Currently Envoy relies on Libevent as an implementation for event loops and uses it in the "readiness" paradigm. That is, Libevent (on behalf of the kernel) notifies the application (Envoy) that a certain file descriptor is ready to be written or read; then the application makes a syscall to read or to write to the file descriptor. ~20% of a request time span Envoy spends on waiting for return from the syscalls.
Libevent also provides the API called "bufferevents" for event loops working in the "completeness" paradigm (or buffered/ringed IO). That is, an application registers read and write buffers, then Libevent notifies the application that there is data available in the read buffer or that the chunk of data put in the write buffer has been consumed.

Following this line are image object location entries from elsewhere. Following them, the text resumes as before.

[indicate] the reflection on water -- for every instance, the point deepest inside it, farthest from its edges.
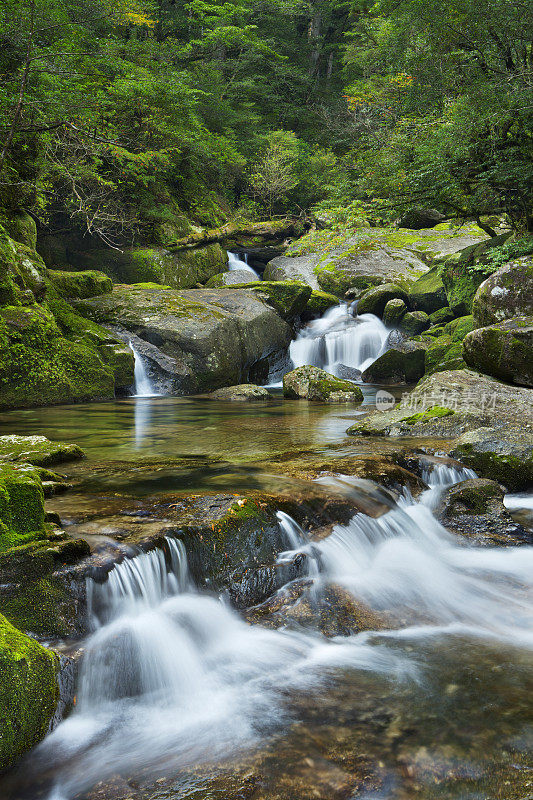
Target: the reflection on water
(159, 427)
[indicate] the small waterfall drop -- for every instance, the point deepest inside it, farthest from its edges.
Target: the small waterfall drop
(237, 263)
(142, 386)
(339, 339)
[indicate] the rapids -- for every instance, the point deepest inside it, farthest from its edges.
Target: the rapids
(172, 676)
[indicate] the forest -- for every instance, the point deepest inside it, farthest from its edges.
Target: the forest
(266, 399)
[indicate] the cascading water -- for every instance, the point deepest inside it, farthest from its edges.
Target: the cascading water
(339, 339)
(142, 386)
(173, 677)
(237, 263)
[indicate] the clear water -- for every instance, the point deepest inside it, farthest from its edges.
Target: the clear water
(180, 698)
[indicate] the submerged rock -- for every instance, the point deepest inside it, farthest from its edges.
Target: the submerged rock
(213, 337)
(474, 508)
(312, 383)
(504, 350)
(245, 392)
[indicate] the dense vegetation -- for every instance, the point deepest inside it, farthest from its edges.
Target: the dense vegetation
(121, 114)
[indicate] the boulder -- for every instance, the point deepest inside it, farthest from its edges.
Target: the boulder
(374, 300)
(419, 218)
(88, 283)
(245, 392)
(179, 268)
(29, 692)
(490, 422)
(403, 363)
(474, 509)
(507, 294)
(428, 293)
(464, 271)
(312, 383)
(232, 277)
(504, 350)
(298, 268)
(394, 312)
(414, 322)
(209, 337)
(37, 450)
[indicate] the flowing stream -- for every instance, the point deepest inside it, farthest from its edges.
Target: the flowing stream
(235, 262)
(172, 677)
(338, 340)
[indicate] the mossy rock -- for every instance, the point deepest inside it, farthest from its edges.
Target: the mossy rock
(504, 351)
(441, 316)
(462, 273)
(29, 692)
(288, 298)
(414, 322)
(20, 226)
(373, 301)
(394, 312)
(319, 302)
(88, 283)
(312, 383)
(403, 363)
(428, 293)
(37, 450)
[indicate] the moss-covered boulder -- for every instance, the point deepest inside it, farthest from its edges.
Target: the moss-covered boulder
(506, 294)
(504, 350)
(207, 338)
(414, 322)
(394, 312)
(403, 363)
(88, 283)
(37, 450)
(29, 692)
(463, 272)
(312, 383)
(180, 268)
(428, 293)
(319, 302)
(245, 392)
(288, 298)
(374, 300)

In this case if the underlying OS supports such paradigm (like in case of Microsoft's IOCP) then less computing resources are spent on syscalls like writev() or readv() - there is no need for context switches. Otherwise it's still file events hidden under the hood.
Linux supports the "completeness" paradigm natively too with its io_uring syscall, but Libevent hasn't been updated to support it yet. There is an issue for that though.

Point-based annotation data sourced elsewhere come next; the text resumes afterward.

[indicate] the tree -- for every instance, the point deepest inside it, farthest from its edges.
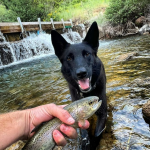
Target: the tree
(119, 11)
(27, 10)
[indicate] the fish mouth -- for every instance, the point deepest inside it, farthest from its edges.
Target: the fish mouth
(85, 85)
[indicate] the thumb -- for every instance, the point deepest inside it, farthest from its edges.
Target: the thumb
(47, 112)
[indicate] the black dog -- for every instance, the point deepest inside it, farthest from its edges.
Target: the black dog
(83, 70)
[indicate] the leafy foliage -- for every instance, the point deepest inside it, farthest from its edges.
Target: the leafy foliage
(119, 11)
(27, 10)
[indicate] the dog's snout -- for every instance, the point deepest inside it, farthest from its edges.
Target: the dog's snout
(81, 73)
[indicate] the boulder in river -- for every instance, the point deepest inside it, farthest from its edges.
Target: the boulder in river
(146, 110)
(127, 56)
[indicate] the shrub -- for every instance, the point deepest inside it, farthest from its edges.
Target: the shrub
(119, 11)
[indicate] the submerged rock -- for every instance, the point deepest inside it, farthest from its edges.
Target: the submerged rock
(146, 110)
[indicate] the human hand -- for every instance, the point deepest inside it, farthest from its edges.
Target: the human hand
(45, 113)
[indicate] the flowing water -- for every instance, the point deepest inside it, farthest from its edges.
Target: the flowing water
(39, 81)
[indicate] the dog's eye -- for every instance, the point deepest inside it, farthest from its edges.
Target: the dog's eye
(69, 58)
(87, 54)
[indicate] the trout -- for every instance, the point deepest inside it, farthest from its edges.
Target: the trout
(80, 110)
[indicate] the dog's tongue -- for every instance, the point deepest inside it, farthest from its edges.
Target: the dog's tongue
(84, 83)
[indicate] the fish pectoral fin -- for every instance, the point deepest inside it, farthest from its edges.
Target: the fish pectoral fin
(38, 127)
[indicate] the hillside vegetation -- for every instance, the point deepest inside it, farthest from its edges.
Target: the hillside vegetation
(103, 11)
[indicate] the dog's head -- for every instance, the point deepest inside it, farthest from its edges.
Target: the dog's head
(79, 60)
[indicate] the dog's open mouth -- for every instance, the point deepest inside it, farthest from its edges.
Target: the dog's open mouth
(85, 84)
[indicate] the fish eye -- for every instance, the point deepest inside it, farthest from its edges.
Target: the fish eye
(69, 58)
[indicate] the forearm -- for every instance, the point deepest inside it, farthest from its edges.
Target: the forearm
(12, 127)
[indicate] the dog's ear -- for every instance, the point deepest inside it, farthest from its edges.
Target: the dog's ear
(92, 37)
(59, 43)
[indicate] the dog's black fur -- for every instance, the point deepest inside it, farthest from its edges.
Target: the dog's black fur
(81, 66)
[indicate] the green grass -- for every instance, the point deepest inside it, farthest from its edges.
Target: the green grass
(82, 11)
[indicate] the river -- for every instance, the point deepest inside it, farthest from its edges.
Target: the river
(39, 81)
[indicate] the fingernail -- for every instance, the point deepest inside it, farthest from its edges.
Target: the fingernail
(70, 120)
(63, 127)
(55, 133)
(82, 123)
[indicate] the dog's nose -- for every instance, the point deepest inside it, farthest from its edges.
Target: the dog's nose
(81, 73)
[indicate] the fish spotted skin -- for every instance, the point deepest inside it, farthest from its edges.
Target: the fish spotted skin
(79, 110)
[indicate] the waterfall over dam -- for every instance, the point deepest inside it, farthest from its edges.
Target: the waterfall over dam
(30, 47)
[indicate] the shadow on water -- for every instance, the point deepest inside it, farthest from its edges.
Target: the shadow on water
(40, 82)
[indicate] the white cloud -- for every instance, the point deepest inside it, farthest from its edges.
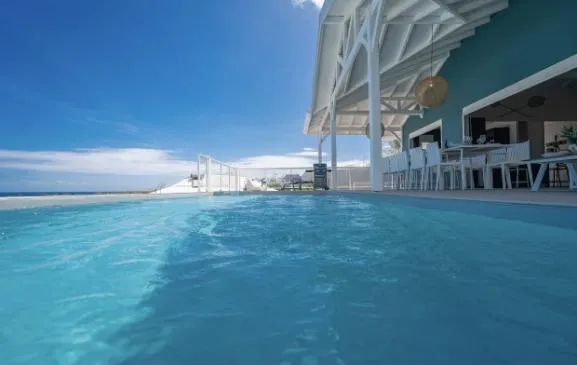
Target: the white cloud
(108, 161)
(317, 3)
(305, 158)
(107, 169)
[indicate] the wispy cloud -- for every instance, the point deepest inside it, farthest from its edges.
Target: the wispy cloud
(109, 161)
(305, 158)
(317, 3)
(124, 168)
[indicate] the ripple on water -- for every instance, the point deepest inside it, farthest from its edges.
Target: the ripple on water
(265, 281)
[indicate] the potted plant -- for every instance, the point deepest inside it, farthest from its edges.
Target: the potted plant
(570, 134)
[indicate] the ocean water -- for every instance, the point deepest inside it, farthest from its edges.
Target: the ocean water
(289, 279)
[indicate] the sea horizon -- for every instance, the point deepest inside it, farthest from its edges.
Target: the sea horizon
(48, 193)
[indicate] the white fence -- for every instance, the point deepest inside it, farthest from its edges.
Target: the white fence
(217, 176)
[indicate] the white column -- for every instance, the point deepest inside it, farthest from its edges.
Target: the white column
(320, 149)
(208, 174)
(237, 180)
(334, 175)
(374, 111)
(198, 175)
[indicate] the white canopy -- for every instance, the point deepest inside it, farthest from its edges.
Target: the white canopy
(405, 30)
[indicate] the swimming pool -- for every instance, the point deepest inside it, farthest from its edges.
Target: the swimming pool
(289, 279)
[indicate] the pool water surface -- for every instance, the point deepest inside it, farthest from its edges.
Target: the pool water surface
(289, 279)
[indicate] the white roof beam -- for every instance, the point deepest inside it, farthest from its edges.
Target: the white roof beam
(486, 11)
(472, 5)
(383, 112)
(404, 42)
(398, 98)
(432, 19)
(449, 9)
(401, 8)
(407, 36)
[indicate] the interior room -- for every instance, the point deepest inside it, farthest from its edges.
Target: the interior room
(539, 114)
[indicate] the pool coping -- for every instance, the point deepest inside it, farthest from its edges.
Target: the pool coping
(554, 199)
(31, 202)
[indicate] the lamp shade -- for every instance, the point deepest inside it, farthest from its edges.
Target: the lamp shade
(368, 130)
(432, 92)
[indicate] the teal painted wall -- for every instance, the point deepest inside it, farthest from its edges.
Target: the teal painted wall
(525, 38)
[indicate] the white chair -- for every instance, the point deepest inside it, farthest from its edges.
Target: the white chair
(399, 170)
(495, 159)
(435, 168)
(417, 168)
(386, 170)
(513, 156)
(475, 163)
(518, 156)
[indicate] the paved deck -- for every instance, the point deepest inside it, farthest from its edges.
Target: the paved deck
(521, 196)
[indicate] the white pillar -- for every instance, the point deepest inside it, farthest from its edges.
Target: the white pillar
(237, 180)
(320, 149)
(208, 174)
(374, 112)
(198, 175)
(334, 175)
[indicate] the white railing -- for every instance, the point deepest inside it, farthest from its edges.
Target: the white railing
(216, 176)
(354, 178)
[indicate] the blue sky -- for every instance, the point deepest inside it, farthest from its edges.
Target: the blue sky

Perhaps we could modify Envoy's event loop to work in the "completeness" paradigm by relying on "bufferevents" for streaming connections and hoping for io_uring/ioring support to be added soon. Currently I don't know if "bufferevents" incur additional overhead compared with the traditional "readiness" approach. With my quick hack Envoy works even ~5% faster (14500 rps vs 15500 rps), but I presume that's because I have few things broken like e.g. flow control.
Alternatively we could abstract Libevent out somehow and resort to home grown event loops using io_uring/ioring directly when it's available and falling back to Libevent's "readiness" API otherwise. Probably with this approach it would be easier to implement as an extension a hardware accelerated event loop bypassing the kernel completely for network transfers.